There have been several important market events in Finland in February which may rebalance the paper market in Europe. The country's port and trucking industry workers went on strike on 15th February. Some 9,000 workers took part in the strike. The strike began after the road transport workers’ union rejected an offer by state mediator Leo Suomaa to settle a labour dispute in the transport industry. As a result, the country's logistics chain came to a virtual standstill. Maersk reported that all ship operations at Finnish ports, as well as container handling and processing at terminals, had been suspended. Unions are demanding higher wages and better working conditions, because the cost of living has risen considerably. In particular, the consumer price index (CPI) for food in Finland rose by 16% year-on-year, in December 2022.

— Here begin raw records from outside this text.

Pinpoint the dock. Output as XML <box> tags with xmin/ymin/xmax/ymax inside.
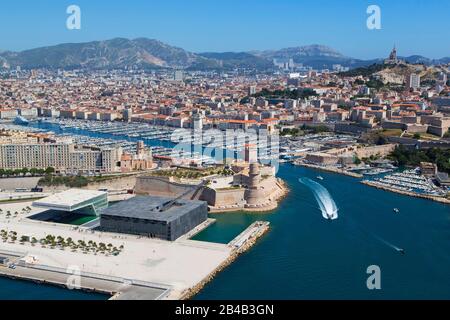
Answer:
<box><xmin>0</xmin><ymin>251</ymin><xmax>171</xmax><ymax>300</ymax></box>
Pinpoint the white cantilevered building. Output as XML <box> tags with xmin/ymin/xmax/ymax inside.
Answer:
<box><xmin>33</xmin><ymin>189</ymin><xmax>108</xmax><ymax>216</ymax></box>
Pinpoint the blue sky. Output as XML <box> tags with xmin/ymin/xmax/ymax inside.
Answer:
<box><xmin>0</xmin><ymin>0</ymin><xmax>450</xmax><ymax>59</ymax></box>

Finland is the fourth largest exporter in Europe of pulp and paper, so the frozen shipments are causing shortages of paper products and raw materials, primarily in the European market. There are three major industry players in the country – UPM, Stora Enso and Aurelius. In January 2022, there was a four month strike at UPM which exacerbated the shortage of paper products on the market in Europe. The current strike affects the whole country, so its scale will be much bigger. However, due to the mass nature, it is more likely that the problem will be solved quicker.

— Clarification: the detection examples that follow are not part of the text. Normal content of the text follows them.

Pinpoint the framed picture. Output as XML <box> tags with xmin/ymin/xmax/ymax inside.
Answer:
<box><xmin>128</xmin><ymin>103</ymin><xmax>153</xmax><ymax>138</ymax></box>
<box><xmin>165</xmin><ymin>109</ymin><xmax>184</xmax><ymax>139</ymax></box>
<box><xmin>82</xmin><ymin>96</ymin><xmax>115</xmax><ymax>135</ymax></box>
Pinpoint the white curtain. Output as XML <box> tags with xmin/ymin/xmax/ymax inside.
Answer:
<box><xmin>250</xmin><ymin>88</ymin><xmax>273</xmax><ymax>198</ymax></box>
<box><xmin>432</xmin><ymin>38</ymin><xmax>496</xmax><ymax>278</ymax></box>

Nevertheless, the European paper market remains weak. Under the pressure of low demand and high supply, prices for various paper and carton types in Europe started to fall in October and November 2022. Over the last four months, the prices of many paper products have fallen by 11-19% on average, depending on the type of goods. Therefore, a shortage of some products is more likely to make the market more balanced, as opposed to bringing about a rush of demand.
Finland's paper industry has fallen on hard times. Stora Enso has finalised negotiations on temporary layoffs at factories in its packaging materials division in Finland. Up to 1,300 employees are expected to be laid off at the company's plants within 90 days. According to the company, this will allow it to react more flexibly and adapt to the changing market.